The share of the GBP/USD currency pair rebounded to the resistance level of 1.3833 to record the fourth consecutive day of gains. It settled around the 1.3815 level at the time of writing the analysis. Sterling's gains came as a natural response to the announcement of a daily decrease in virus cases for the fifth consecutive day. The UK recorded 29,173 new infections on Sunday, down from 48,161 last week. British Prime Minister Boris Johnson said that while the casualties were encouraging, the UK was "not out of the woods yet".
The prime minister warned that the effect of ending the legal restrictions was not yet visible.
Bank of England policymaker Gertjan Flegg noted that the current monetary stimulus should continue for at least several quarters, and possibly longer. “When the tightening becomes appropriate, I think not much of it will be needed, given the low level of the neutral rate,” he said in a speech to the London School of Economics.
The exchange rate of the pound against the dollar fluctuated last week and now risks are becoming confined to a much lower trading range. Over the coming days the outcome depends on the market reading of the Fed's decision tomorrow Wednesday and the reaction from the results of other important economic data. According to the latest performance, the British pound fell briefly to a year-to-date loss against the dollar during an early sell-off last week and was unable to convincingly regain its ground before the weekend. This pushed the GBP/USD pair to open the new week a little below 1.3750 support.

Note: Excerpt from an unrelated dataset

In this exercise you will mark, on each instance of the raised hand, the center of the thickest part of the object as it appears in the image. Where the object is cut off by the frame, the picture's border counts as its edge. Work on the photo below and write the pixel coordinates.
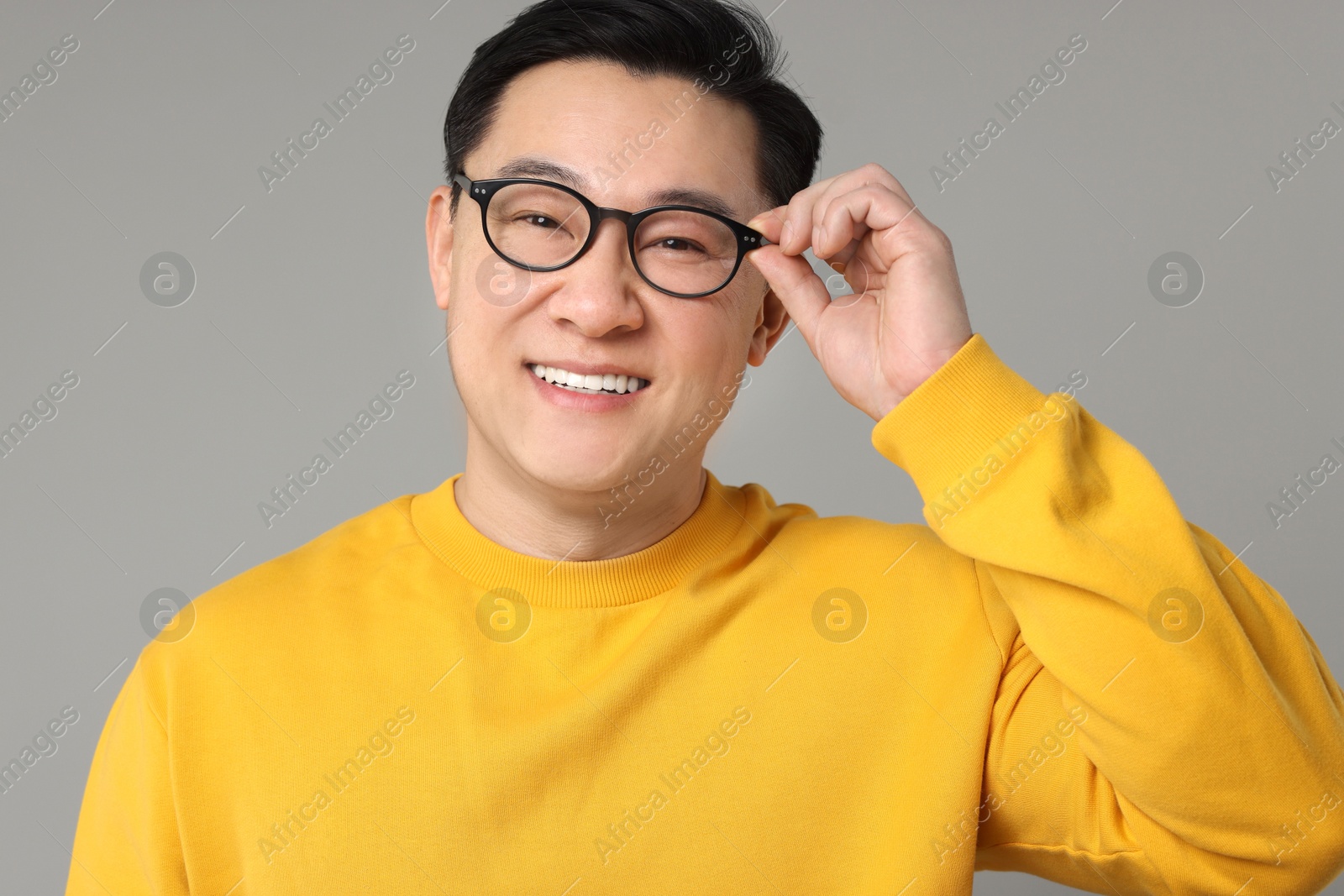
(906, 316)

Sterling now faces technical resistance around 1.3830 and a further rise at 1.3912 on any long-term bounce, which may require a bearish dollar reading for the looming Fed decision or US GDP and inflation numbers expected during the latter half of the week in order to materialize. Commenting on the future performance of the sterling dollar pair. “Above 1.3749 suggests that recovery could extend further to 1.3791, with 1.3830/40 levels needed to be maximized in order to maintain the top and our bearish tactical expectations,” says David Sneddon, Head of Technical Analysis at Credit Suisse.
Sneddon adds: “We see support at 1.3690 initially, and below it should see a return to 1.3643/49, as this is seen as an incentive to retest 1.3571/67.” All in all, there is little major data expected from the UK during this week, leaving the dollar and international factors to be the factors influencing a busy period in the US calendar, the most prominent of which is the Federal Reserve's decision tomorrow Wednesday.

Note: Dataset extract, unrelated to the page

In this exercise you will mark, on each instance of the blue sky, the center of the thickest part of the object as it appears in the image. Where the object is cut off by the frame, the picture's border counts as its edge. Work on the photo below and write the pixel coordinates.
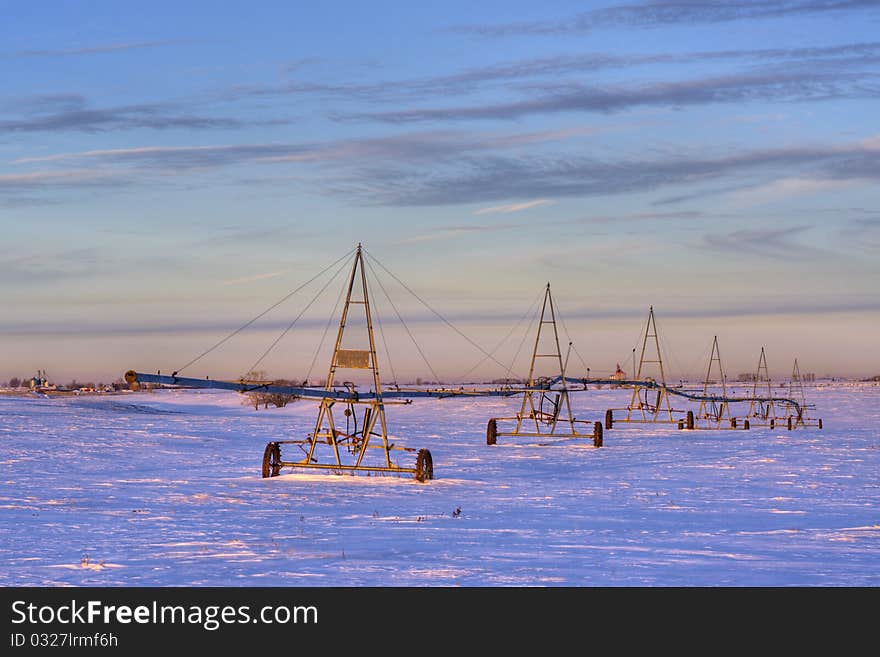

According to the technical analysis of the pair: On the chart of the daily time frame, there is a clear breakout of the downward trend of the GBP/USD currency pair. A complete exit from the channel requires stronger control for the bulls to move towards the 1.4000 psychological resistance. As mentioned before, the sterling will be subject to reports on the number of cases of infection with the Corona virus, with the country abandoning all restrictions.
The bears' control will return to the performance of the currency pair if it returns to the vicinity of the support levels 1.3750, 1.3680 and 1.3600, respectively. Amid the economic calendar devoid of important British data for the second day in a row. The currency pair will be affected today by the announcement of durable goods orders and then the announcement of the US consumer confidence index.